Secondo l’orientamento dalla giurisprudenza di legittimità, assolutamente costante, la lettera della norma giustifica una diversa impostazione ermeneutica, e ciò perché non a caso il legislatore discrimina tra “edificio o altra cosa immobile destinata per sua natura a lunga durata”, da un lato, e “opera”, dall’altro. L’opera cui allude la norma non si identifica necessariamente con l’edificio o con la cosa immobile destinata a lunga durata, ma ben può estendersi a qualsiasi intervento, modificativo o riparativo, eseguito successivamente all’originaria costruzione dell’edificio, con la conseguenza che anche il termine “compimento”, ai fini della delimitazione temporale decennale della responsabilità, ha ad oggetto non già l’edificio in sé considerato, bensì l’opera, eventualmente realizzata successivamente alla costruzione dell’edificio.
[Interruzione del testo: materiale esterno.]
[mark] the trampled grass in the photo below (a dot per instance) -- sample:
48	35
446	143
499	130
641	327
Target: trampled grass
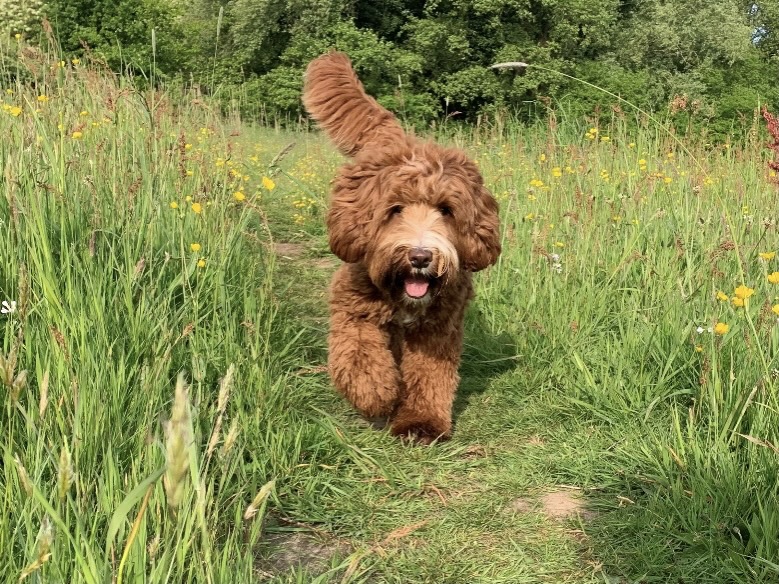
141	240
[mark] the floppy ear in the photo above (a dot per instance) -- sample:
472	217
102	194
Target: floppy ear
482	234
351	212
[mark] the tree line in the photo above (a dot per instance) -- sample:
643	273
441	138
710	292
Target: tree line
704	62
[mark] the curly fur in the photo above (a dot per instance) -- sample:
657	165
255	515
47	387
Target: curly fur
411	220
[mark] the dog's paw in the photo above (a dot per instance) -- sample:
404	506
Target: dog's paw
420	432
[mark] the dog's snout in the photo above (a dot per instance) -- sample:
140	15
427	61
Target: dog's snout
420	257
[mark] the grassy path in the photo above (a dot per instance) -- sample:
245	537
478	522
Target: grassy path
505	501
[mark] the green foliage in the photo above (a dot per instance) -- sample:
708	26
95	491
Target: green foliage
428	60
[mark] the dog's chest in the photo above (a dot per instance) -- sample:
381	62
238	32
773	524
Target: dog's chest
406	318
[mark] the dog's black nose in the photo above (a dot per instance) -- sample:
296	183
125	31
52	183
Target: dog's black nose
420	257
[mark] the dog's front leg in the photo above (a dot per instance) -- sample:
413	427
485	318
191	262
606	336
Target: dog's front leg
429	365
361	364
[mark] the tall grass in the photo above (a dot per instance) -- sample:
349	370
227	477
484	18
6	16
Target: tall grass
117	296
163	409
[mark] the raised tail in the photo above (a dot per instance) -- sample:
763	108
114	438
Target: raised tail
336	99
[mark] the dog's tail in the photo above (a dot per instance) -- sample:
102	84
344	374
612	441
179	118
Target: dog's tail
336	99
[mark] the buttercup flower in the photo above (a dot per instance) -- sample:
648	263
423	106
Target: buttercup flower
744	292
721	328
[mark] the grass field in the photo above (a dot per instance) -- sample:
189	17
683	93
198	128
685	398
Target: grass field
166	417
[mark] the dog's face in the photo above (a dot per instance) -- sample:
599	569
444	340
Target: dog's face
416	218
Quanto ai difetti della costruzione, inoltre, l’etimologia del termine “costruzione” non necessariamente deve essere ricondotta alla realizzazione iniziale del fabbricato, ma ben può riferirsi alle opere successive realizzate sull’edificio pregresso, che abbiano i requisiti dell’intervento costruttivo.
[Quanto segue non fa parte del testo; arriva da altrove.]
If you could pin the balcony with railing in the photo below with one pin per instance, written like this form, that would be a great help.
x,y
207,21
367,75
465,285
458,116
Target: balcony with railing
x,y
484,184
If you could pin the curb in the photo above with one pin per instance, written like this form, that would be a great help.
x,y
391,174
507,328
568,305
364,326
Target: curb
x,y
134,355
La responsabilità ex art. 1669 c.c., pertanto, ben può essere invocata con riguardo al compimento di opere (rectius di interventi di modificazione o riparazione) afferenti ad un preesistente edificio o ad altra preesistente cosa immobile destinata per sua natura a lunga durata, le quali, in ragione di vizi del suolo (su cui la nuova opera si radica) o di difetti della costruzione (dell’opera), rovinino, in tutto o in parte, o presentino evidente pericolo di rovina ovvero gravi difetti (anche essi riferiti all’opera innovativa, non già all’edificio pregresso). Con la conseguenza che anche gli autori di tali interventi di modificazione o riparazione (rectius gli esecutori delle opere integrative) possono rispondere ai sensi dell’art. 1669 c.c. allorché le opere realizzate abbiano una incidenza sensibile o sugli elementi essenziali delle strutture dell’edificio ovvero su elementi secondari od accessori, tali da compromettere la funzionalità globale dell’immobile stesso (cfr. Cass. 4 gennaio 1993 n. 13; più di recente, segue la stessa linea interpretativa, Cass. 29 settembre 2009 n. 20853).
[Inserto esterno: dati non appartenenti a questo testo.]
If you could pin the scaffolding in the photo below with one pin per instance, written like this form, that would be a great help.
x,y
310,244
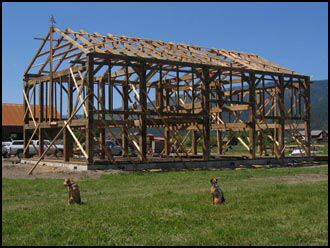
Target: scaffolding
x,y
92,88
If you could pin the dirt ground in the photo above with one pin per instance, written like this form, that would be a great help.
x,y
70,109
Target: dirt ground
x,y
13,169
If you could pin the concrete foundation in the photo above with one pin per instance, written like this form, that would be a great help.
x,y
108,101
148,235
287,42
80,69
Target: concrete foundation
x,y
213,164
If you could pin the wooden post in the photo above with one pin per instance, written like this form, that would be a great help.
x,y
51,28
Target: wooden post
x,y
142,117
219,141
206,114
90,104
167,134
125,88
194,142
102,129
41,117
252,114
307,117
281,114
26,118
67,138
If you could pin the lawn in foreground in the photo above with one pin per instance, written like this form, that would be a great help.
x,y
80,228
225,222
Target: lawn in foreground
x,y
169,208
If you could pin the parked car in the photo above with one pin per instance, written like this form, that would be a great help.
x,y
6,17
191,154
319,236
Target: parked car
x,y
16,148
296,152
5,149
116,149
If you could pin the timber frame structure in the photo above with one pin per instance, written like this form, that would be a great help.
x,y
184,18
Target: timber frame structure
x,y
179,89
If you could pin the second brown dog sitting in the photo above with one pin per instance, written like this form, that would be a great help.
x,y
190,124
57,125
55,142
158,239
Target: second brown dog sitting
x,y
74,192
217,194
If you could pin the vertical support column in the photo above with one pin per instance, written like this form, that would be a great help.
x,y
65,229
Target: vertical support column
x,y
252,115
281,121
102,129
206,115
26,133
90,104
219,99
160,91
307,117
51,93
67,138
167,137
260,143
219,142
41,116
125,88
142,117
194,142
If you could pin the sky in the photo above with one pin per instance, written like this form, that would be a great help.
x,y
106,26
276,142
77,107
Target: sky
x,y
293,35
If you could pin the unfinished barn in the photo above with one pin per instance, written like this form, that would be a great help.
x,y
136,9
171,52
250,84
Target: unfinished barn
x,y
106,87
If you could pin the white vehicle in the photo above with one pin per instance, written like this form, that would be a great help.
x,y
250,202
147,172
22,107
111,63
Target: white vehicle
x,y
16,148
115,149
5,149
297,152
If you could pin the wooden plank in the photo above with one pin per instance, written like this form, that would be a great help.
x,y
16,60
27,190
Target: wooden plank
x,y
75,139
68,38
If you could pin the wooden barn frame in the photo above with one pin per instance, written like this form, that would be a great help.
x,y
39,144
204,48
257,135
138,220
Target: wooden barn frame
x,y
181,90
Nella specie la corte distrettuale, in adesione al costante insegnamento di questa Corte, secondo il quale l’estremo del grave difetto di costruzione, a differenza di quelli che determinano rovina totale o parziale dell’edificio, può anche consistere in una menomazione che, pur riguardando una parte soltanto dell’opera, incida sulla funzionalità della stessa, impedendole di fornire l’utilità cui è destinata per lungo lasso di tempo, ha ritenuto, con giudizio di fatto non suscettibile di sindacato in questa sede e saldamente ancorato alle risultanze dell’espletata indagine, che proprio tale ipotesi ricorreva nella fattispecie concreta. Infatti, la presenza nelle pareti esterne lato nord e nord-ovest dello stabile di molteplici fessurazioni a forma di grigliato e dello spessore di circa mm. 2/3 nella tinta e nell’intonaco, tali da rendere non più impermeabili dette facciate, le vistose crepe nell’intonaco delle pareti e del soffitto dei locali scale ai vari piani, l’erroneo posizionamento delle finestre di areazione dei locali scale, si da essere inutilizzabili, al pari dei telai che sostenevano le persiane in alluminio delle finestre di tutto il fabbricato, considerati nella loro globale incidenza, anche in prospettiva futura, sulla funzionalità e sull’utilità dell’opera, non possono che essere ritenuti gravi difetti.
Né sussiste, peraltro, l’asserita divergenza della sentenza impugnata con l’approdo ermeneutico di cui alle due pronunce di questa Corte sopra citate (Cass. n. 24143 del 2007 e Cass. n. 10658 del 2015), che lasciano intendere, pur nell’ambiguità dei riferimenti, più ad una diversa vantazione complessiva delle emergenze fattuali, piuttosto che configurare un vero e proprio contrasto sincrono di giurisprudenza.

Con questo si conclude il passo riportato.